Crisis tends to breed innovation, as has been demonstrated time and again over these past two years alone. The pandemic forced rapid transformation across almost all sectors of the life sciences and healthcare industries. In fact, one-third of pharma executives believe COVID-19 accelerated digital transformation in the industry by five years, according to Deloitte’s “2021 Global Life Science Outlook.” Research and development—and the regulatory process to get new treatment options to patients—also moved at unprecedented speeds. That same report notes that the FDA granted over 600 emergency use authorizations (EUAs) during COVID and only 65 amid previous health crises.
That’s not to mention changes that were made to clinical trials, supply chain management, telehealth/telemedicine, remote working, and much more. The world—and our industry in particular—will be forever changed as a result of the pandemic. And the innovations developed during this time will only further transform our industry to be more agile, accommodating, and prepared for the next crisis.
PM360 has always set out to prepare you for the what lies in the future.
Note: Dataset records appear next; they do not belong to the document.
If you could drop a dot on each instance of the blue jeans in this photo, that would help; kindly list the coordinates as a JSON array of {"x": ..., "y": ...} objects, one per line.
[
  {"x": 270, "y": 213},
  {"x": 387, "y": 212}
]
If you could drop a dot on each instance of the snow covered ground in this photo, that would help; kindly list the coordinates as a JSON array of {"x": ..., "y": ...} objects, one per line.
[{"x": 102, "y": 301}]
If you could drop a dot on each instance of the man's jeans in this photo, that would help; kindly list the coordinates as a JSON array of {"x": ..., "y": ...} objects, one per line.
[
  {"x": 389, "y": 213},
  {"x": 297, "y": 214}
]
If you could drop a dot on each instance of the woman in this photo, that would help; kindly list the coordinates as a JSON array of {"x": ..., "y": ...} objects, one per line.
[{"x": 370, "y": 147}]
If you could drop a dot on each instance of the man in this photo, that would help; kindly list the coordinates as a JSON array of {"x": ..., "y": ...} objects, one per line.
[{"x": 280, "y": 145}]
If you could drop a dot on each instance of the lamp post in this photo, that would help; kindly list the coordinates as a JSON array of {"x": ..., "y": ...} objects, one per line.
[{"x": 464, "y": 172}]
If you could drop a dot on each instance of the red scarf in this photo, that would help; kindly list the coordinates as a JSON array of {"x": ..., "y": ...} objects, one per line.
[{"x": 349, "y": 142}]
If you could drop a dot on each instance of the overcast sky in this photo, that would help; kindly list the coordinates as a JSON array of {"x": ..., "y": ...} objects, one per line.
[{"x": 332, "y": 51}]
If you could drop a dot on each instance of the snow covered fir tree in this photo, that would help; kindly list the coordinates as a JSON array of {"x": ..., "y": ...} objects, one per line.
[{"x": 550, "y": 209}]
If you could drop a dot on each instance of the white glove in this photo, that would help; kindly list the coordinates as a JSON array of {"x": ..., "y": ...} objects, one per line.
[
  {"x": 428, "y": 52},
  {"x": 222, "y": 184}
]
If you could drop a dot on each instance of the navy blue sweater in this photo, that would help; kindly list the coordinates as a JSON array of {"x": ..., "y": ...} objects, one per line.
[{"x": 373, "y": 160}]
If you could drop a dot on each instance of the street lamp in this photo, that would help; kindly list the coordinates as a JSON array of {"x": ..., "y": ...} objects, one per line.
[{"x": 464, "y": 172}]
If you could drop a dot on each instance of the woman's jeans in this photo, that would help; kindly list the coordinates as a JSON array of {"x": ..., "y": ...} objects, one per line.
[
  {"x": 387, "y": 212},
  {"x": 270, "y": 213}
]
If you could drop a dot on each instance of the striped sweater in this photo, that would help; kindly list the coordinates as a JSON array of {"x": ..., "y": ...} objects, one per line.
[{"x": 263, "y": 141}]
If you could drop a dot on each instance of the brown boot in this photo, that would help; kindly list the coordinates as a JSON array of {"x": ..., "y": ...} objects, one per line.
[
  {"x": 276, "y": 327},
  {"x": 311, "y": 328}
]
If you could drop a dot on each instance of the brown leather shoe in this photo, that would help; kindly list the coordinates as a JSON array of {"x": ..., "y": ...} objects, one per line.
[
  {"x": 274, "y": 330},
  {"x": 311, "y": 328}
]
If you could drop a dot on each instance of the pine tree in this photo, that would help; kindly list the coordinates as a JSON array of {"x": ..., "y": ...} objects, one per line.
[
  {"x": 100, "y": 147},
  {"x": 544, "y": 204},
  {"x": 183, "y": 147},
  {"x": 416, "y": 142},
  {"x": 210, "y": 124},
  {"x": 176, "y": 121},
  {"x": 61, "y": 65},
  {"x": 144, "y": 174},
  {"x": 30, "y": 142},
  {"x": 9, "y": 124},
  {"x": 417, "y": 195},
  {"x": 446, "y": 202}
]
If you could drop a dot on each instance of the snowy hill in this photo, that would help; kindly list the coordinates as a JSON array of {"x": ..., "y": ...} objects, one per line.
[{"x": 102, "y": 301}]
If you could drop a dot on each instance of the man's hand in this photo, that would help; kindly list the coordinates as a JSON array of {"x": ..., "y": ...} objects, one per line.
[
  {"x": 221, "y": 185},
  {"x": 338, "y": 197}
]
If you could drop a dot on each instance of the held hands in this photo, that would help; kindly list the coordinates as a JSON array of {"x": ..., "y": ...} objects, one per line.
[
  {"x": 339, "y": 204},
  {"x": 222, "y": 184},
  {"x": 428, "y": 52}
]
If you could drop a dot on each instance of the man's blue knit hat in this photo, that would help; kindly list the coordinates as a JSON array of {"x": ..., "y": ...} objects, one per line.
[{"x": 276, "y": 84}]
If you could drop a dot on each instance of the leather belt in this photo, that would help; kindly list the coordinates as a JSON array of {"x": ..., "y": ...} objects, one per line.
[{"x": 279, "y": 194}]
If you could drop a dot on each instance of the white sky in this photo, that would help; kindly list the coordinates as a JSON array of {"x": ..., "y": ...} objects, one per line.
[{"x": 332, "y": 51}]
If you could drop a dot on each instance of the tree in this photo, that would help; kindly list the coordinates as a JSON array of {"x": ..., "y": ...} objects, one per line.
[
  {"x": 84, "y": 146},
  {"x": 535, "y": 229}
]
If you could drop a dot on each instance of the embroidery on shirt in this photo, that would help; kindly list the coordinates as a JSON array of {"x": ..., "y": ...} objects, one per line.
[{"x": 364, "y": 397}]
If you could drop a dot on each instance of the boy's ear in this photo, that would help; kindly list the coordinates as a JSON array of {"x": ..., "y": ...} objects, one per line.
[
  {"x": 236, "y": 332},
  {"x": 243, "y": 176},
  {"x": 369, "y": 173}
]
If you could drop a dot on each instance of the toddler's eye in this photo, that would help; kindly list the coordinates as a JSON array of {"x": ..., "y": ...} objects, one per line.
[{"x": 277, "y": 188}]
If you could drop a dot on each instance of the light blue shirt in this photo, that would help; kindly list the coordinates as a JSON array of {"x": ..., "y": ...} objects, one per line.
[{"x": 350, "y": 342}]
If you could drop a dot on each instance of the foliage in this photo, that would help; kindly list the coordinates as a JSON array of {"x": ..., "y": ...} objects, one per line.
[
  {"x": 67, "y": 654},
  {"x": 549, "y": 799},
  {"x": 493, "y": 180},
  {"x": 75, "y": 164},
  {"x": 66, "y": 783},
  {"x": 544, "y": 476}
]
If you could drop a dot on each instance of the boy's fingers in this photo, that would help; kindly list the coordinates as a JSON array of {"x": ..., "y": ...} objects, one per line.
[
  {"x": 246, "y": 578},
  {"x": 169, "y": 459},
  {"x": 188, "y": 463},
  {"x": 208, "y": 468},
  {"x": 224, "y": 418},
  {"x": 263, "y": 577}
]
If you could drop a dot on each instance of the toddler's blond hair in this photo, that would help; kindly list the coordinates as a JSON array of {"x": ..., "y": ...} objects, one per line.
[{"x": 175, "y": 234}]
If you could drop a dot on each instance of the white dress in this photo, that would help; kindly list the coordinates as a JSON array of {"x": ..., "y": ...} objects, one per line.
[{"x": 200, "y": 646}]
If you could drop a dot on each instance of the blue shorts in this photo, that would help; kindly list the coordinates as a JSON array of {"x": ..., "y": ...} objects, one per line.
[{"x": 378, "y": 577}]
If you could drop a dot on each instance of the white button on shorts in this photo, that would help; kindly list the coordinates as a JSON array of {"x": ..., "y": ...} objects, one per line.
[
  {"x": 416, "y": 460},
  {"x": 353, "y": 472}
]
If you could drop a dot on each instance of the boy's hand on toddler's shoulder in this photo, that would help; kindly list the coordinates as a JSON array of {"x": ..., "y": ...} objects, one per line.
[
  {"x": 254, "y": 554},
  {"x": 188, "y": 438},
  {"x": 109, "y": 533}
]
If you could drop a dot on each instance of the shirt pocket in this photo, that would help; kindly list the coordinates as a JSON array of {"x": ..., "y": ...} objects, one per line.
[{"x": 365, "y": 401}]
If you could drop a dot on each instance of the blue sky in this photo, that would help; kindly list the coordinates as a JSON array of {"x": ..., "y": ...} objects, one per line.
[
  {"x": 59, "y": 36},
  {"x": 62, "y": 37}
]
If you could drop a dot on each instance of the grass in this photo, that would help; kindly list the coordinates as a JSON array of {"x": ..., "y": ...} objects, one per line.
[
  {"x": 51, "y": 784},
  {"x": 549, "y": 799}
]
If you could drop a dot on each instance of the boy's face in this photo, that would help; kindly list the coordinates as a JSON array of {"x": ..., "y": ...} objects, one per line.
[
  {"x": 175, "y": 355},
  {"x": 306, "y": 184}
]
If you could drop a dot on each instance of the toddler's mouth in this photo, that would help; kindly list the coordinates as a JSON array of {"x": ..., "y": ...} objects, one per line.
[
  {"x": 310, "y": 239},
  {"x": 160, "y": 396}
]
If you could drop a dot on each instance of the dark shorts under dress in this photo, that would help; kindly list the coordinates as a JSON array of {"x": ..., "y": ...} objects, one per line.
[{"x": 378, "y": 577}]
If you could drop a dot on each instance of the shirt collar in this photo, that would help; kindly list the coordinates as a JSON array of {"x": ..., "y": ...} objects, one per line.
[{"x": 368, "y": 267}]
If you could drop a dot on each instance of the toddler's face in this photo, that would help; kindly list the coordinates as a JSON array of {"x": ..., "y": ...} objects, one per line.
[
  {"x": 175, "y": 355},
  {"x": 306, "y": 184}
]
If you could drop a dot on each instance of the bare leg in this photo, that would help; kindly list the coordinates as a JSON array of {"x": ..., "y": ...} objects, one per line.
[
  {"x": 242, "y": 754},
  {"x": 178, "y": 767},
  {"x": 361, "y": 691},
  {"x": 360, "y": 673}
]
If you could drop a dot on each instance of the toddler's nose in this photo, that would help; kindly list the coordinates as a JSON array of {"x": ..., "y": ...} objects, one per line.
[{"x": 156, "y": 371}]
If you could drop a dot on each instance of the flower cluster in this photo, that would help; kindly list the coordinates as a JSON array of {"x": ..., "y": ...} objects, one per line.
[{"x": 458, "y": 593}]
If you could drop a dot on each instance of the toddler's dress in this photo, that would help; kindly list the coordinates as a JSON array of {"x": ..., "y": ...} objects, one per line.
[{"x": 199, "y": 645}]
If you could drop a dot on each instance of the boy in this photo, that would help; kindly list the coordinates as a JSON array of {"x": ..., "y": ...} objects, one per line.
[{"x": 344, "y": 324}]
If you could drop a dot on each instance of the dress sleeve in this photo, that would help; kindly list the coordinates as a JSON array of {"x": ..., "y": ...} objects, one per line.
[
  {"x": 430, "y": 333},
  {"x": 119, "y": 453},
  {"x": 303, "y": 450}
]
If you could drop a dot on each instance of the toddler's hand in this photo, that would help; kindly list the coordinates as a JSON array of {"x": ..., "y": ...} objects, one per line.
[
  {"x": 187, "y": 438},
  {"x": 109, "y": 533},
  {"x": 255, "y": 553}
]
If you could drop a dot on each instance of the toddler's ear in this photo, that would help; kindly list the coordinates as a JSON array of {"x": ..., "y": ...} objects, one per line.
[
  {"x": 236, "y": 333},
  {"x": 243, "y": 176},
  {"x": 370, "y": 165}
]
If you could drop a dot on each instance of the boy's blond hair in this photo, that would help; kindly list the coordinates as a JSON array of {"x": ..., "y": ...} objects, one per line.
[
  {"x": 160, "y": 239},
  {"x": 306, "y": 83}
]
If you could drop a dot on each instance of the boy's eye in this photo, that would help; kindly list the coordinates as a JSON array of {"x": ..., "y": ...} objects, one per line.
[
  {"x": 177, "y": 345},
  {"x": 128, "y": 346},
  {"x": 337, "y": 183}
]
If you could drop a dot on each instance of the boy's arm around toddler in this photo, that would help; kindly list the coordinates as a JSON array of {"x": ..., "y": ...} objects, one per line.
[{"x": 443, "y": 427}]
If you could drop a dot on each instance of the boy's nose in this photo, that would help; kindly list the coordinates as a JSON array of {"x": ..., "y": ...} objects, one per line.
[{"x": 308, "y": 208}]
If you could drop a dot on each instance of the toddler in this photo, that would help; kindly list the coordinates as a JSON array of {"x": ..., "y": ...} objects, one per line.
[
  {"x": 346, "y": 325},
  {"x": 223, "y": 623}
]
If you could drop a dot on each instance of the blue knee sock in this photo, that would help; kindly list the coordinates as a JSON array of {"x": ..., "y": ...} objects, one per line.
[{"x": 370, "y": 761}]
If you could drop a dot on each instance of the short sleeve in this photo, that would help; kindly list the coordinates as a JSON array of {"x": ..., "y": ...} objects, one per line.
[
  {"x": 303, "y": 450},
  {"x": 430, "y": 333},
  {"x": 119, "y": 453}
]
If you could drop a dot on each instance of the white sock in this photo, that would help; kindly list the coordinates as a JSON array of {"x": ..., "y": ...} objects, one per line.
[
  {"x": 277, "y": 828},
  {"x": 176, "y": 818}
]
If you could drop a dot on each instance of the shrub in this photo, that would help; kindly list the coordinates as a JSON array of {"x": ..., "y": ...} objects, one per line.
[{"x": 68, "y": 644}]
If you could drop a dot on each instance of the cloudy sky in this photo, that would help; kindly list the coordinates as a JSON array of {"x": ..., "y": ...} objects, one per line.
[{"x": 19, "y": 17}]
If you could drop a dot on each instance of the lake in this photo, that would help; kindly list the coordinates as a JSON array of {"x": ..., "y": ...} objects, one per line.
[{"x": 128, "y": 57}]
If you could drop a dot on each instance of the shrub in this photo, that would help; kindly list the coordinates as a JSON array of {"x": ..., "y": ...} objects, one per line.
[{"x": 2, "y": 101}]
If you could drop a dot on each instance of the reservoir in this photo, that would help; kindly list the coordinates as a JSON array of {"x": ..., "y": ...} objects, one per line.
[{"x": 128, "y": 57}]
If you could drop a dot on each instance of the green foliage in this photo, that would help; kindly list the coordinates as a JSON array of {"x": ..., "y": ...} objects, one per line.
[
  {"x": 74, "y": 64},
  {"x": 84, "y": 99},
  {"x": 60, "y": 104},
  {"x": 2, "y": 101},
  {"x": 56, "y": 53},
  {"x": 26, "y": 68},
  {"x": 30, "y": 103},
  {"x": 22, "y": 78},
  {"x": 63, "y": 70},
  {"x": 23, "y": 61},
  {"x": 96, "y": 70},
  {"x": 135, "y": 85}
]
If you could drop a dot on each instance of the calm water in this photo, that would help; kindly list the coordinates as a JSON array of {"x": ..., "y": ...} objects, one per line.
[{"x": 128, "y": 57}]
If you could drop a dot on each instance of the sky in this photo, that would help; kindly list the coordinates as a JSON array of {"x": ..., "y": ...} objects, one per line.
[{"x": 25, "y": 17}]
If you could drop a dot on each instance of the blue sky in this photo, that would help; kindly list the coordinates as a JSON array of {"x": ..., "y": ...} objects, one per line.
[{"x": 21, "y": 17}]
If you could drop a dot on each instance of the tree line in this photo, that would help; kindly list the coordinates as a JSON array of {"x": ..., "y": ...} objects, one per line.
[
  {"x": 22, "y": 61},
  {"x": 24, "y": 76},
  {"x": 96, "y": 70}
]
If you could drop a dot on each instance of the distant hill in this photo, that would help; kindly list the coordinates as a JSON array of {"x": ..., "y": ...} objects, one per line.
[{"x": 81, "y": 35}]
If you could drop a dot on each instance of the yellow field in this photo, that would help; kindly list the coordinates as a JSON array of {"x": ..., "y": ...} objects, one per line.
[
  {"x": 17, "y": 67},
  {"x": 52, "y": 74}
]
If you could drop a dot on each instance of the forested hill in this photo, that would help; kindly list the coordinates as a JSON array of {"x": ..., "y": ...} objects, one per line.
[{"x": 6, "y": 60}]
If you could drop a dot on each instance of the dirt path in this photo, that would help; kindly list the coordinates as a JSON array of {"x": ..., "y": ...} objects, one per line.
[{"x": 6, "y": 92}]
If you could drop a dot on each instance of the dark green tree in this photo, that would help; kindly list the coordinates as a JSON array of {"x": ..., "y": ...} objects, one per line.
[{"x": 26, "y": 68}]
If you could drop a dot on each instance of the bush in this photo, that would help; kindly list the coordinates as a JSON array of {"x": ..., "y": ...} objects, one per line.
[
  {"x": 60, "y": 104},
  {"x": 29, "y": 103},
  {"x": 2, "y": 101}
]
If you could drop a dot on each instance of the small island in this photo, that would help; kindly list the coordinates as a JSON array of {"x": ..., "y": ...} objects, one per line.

It’s one of the reasons why I established our industry’s first-ever guide to innovation a decade ago. In a time of such great innovation, it is more relevant than ever. You need to be able to adjust without delay, and our Innovations Issue offers a deep dive into the companies, divisions, products, services, startups, and strategies that can help keep you at the cutting edge.
Furthermore, we also explore two key areas related to innovation that companies have long struggled with. The first: the ability to measure the success of innovation. Something Chris Townsend of Wellspring explains how to do here. The second: actually implementing innovation within a company. Unfortunately, Amy Turnquist of North Highland says this has become even more difficult since many people are experiencing change fatigue due to the sheer volume of adjustments they have been forced to make because of COVID-19. But she offers tips to combat this fatigue and ensure your employees are willing and able to embrace anything new.
It is great advice to check out as we enter the New Year, as I am sure all of you have your eyes set on new goals, new possibilities, and new innovation. Of course, in 2022 let’s hope that the worst of this crisis is behind us while we continue to innovate for the betterment of our industry and the patients it serves.